Wednesday, April 4, 2018

Simplified spellcasting

Despite the game's overall simplicity, the spell memorization and casting rules of classic D&D have always seemed overly complicated and cumbersome. I get the rationale behind it. Just like choosing which supplies and equipment to carry on a given expedition, it adds an element of planning and resource management to magic which you wouldn't get in a system that allows free-casting from among all the spells a character knows. I just don't think it does it very effectively. It's a lot of referring to charts and tables and lists, a lot of extra bookkeeping for the player, and in my own experience encourages players to default to load up on multiples of a few high-powered combat spells and avoid other potentially useful spells.

What I'm looking at is essentially a spell-point system, but one that utilizes minimal math and dead simple tracking that eliminates the need to refer to charts and tables, while retaining an element of resource preparation and management.

A magic-user maintains a spell book with all spells known, but can only memorize one spell level per level of experience, plus or minus the Intelligence modifier (minimum of 1 spell level in the event of Int penalties.) Thus, a 4th-level magic-user with Intelligence 14 (+1 bonus) could memorize five spell levels, in any combination the player desires. That could be five 1st level spells, two 1st and one 3rd level, one 1st and one 4th level, or any combination that adds to five.

A magic-user has two spell points per level of experience per day, which can be used to cast any memorized spell as often as desired, so long as the caster has enough spell points remaining. A full night's rest will restore all spell points, and lesser rest periods might restore them partially. Our level 4 MU from above would have eight spell points per day.

This ends up giving low-level magic-users a little bit of a power-up, and high level ones significantly less total firepower, as you can see in the table below:

Character
Level
Standard
Total Spells
Standard
Total Spell Levels
Revised
Total Spell Levels
1
1
1
2
2
2
2
4
3
3
4
6
4
4
6
8
5
5
9
10
6
6
12
12
7
8
17
14
8
10
23
16
9
12
31
18
10
14
40
20
11
16
47
22
12
19
60
24
13
21
69
26
14
22
73
28

This might seem unfair to higher-level characters, but I think the gains in versatility compensate for the loss of total power. How many of those extra spell levels are destined to go uncast because they're tied up in spells that weren't useful for situations faced in that day's adventure? In the standard system, if a player wants to be able to cast plenty of fireball spells, it comes only at the expense of the ability to cast other spells, especially of the niche and utility variety. In the revised system, the player can choose a single instance of fireball and a few utility spells too.
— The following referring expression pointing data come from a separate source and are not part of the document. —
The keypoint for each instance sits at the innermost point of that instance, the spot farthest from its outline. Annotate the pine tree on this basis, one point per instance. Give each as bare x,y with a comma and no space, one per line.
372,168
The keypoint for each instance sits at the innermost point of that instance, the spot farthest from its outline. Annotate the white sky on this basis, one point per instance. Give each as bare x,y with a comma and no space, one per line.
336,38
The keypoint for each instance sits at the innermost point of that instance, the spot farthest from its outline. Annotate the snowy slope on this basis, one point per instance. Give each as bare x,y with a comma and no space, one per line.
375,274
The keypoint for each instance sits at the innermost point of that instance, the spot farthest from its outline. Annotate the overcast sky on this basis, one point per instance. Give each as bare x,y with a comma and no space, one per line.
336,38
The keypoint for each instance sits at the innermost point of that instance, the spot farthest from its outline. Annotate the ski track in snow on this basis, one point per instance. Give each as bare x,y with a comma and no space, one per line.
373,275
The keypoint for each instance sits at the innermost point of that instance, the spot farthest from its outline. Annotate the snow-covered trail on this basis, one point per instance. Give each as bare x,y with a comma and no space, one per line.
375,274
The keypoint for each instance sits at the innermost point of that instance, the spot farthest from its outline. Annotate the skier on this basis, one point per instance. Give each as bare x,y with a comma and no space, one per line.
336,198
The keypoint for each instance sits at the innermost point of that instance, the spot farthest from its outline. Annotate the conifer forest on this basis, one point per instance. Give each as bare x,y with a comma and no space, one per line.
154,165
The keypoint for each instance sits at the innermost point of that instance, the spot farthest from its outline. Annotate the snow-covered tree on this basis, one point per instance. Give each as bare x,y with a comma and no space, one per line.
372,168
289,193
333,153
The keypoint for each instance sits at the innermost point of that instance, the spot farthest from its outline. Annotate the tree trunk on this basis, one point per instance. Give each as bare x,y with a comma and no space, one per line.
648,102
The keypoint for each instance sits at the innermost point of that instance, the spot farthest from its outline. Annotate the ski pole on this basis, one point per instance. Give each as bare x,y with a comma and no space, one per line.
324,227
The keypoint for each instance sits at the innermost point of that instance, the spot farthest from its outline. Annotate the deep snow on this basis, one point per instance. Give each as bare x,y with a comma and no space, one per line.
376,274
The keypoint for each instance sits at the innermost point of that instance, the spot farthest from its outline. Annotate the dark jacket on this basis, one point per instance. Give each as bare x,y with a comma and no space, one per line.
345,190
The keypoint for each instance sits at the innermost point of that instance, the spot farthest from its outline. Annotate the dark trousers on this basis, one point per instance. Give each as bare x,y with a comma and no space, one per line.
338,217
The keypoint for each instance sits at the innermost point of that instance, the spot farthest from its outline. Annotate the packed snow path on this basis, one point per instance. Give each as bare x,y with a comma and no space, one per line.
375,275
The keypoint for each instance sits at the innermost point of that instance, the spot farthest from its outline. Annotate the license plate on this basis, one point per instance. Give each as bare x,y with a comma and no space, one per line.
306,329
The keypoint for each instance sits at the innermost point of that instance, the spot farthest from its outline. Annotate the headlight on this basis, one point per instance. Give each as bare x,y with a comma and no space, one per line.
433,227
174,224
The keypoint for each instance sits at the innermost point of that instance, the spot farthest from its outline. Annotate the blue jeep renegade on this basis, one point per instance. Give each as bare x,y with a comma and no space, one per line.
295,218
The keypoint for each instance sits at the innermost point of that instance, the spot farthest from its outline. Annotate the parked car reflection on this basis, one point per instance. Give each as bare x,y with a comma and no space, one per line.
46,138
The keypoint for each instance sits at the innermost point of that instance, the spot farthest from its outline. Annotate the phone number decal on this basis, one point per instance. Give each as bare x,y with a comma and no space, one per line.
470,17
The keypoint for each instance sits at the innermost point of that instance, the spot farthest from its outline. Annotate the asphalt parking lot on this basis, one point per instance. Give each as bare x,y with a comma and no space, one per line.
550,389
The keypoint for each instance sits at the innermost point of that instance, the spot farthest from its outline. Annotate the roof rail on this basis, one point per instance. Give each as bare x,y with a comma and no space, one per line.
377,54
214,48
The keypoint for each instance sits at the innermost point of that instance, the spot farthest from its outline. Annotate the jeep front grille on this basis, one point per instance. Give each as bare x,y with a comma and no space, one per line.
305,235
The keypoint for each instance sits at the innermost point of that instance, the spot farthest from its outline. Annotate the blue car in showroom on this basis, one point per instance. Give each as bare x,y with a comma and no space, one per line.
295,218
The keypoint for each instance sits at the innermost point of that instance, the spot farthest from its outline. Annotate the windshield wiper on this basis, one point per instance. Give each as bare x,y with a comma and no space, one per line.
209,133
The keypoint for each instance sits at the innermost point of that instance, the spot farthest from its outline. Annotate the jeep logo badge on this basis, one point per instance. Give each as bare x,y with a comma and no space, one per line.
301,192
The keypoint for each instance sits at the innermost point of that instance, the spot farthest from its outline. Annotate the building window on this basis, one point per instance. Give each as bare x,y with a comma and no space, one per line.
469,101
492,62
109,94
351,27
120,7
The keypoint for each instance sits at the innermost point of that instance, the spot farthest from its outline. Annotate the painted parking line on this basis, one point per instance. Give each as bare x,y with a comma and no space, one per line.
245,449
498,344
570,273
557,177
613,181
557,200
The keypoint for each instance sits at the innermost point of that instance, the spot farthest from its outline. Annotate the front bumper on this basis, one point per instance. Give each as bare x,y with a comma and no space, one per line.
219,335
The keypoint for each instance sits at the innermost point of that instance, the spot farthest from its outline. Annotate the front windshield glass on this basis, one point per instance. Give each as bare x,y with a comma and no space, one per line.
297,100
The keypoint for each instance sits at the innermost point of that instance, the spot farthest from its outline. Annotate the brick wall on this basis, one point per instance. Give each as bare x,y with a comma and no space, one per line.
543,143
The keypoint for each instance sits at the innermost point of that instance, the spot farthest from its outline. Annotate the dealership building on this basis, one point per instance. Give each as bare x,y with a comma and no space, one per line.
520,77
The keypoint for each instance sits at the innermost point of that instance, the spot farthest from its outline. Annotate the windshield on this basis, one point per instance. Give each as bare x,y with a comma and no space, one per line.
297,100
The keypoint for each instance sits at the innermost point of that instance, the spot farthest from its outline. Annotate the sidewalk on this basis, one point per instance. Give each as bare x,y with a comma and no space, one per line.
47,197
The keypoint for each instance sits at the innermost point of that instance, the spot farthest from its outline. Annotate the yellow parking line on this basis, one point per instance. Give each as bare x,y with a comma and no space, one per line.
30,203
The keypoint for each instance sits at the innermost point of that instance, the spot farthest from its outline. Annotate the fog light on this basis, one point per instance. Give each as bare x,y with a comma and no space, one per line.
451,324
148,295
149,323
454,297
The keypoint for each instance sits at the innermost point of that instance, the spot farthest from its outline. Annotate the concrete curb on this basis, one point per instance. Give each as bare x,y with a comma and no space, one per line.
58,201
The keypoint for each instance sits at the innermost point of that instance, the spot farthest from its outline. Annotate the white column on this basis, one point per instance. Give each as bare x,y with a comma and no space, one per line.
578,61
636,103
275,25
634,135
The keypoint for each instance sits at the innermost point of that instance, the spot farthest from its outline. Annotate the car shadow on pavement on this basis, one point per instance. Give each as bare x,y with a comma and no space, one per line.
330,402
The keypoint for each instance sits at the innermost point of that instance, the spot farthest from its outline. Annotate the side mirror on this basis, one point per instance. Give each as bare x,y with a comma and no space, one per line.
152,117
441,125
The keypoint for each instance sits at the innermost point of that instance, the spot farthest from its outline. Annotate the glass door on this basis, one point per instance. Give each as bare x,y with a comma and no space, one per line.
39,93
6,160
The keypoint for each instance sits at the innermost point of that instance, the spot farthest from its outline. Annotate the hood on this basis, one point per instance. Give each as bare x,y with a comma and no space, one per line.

If the latter prove useful, the character has access to them, and if not, the power can be channeled into extra fireballs with none going to waste.

You might also notice that a caster won't necessarily be able to memorize a spell of every level he or she can cast. Again, I think the ability to use every last spell point through the versatility of limited free-casting plus the ability to memorize any combination of spells (e.g. a  high-level caster could choose all 1st and 2nd-level spells if desired, or a mid-level mage could forgo low-level spells completely in order to take a single 6th-level spell, is sufficient compensation. It's an interesting resource management choice, while limiting the sheer bulk of decisions to make when selecting spells to memorize.

Bottom line, if you know your character's level and the levels of spells, you know exactly how many spell levels he or she can memorize and cast without consulting a chart, and within those limits you have carte blanche. If you can add and subtract single-digit numbers, the on-the-fly bookkeeping is a breeze. You don't have to keep track of which specific spells you've cast; it's literally as easy as tracking hit points.

A few consequences of this system that I think could prove fun, useful, and/or interesting:


  • It makes the Intelligence adjustment relevant in ways other than XP bonuses, without making an 18 Intelligence virtually mandatory. A magic-user gains (or loses) a little versatility based on Int, but not overall firepower. 
  • It allows for partial restoration of spell points, such as through less than a full night's rest or magic items such as potions that restore a point or three.
  • It allows for magic items that aid in casting, such as a wand that reduces the casting cost of a particular spell or category of spells (fire, charm, detection, etc.) by a point, or a hat that allows an extra spell level to be memorized.
  • You could easily add a rule for casting beyond one's ability using hit points (1d4 damage/spell level, cannot be restored magically but only by rest?) after the character's spell points are expended, and/or a rule for casting non-memorized spells from a spell book at a greater spell point cost. 
  • The linear warrior/quadratic wizard conundrum is somewhat mitigated. 


This is what I'm going to use for my Goblins & Greatswords fantasy heartbreaker, but it seems that it should transplant pretty well into any old school edition of D&D without too much fuss.